Feditalimprese: “la stagnazione salariale frena l’Italia. Meno potere d’acquisto significa meno consumi”
La crescita economica italiana, stimata intorno a un fragile 0,5% per il 2025, è tenuta a freno proprio dalla debolezza della domanda interna e dalla stagnazione dei consumi
Feditalimprese, Confederazione Nazionale delle PMI, lancia l’allarme sull’impatto devastante della stagnazione salariale sull’intero tessuto produttivo italiano. I recenti dati economici per il 2025 confermano che la debolezza dei salari non è solo un problema sociale, ma un freno strutturale alla crescita economica del Paese.

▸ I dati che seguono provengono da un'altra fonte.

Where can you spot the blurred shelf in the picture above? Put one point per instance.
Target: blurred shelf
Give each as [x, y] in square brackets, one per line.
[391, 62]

L’Italia continua a registrare performance salariali tra le peggiori nell’area OCSE, con una perdita del potere d’acquisto reale delle retribuzioni contrattuali che, a settembre 2025, si attesta a quasi il 9% rispetto ai livelli di gennaio 2021. Questa erosione del potere d’acquisto delle famiglie si traduce direttamente in un calo dei consumi interni, un elemento chiave per la sopravvivenza e la crescita delle piccole e medie imprese italiane.
I consumi delle famiglie rimangono stagnanti, frenati da una persistente incertezza e da buste paga insufficienti, nonostante una inflazione che si è progressivamente stabilizzata.
“La questione salariale ha superato la soglia dell’emergenza sociale per diventare un’emergenza economica e imprenditoriale, afferma Gianluca Micalizzi, Presidente Nazionale di Feditalimprese. Quando i lavoratori e le famiglie italiane hanno meno soldi in tasca, comprano meno. Meno acquisti significano magazzini pieni, fatturati in calo e, in ultima analisi, la messa a rischio della sopravvivenza delle nostre PMI”.
La crescita economica italiana, stimata intorno a un fragile 0,5% per il 2025, è tenuta a freno proprio dalla debolezza della domanda interna e dalla stagnazione dei consumi.
“Siamo intrappolati in un circolo vizioso: bassi salari generano bassa domanda, che a sua volta comprime gli investimenti e la produttività delle imprese. Uscire da questa logica è fondamentale. Chiediamo al Governo e alle parti sociali un patto serio per il rilancio retributivo, che passi dall’applicazione rigorosa dei contratti, dalla lotta al lavoro povero e da politiche che premino la produttività reale, per rimettere liquidità nelle mani delle famiglie e ossigeno alle nostre imprese. Sostenere il potere d’acquisto non è assistenzialismo, è un investimento strategico per l’intero sistema Paese”.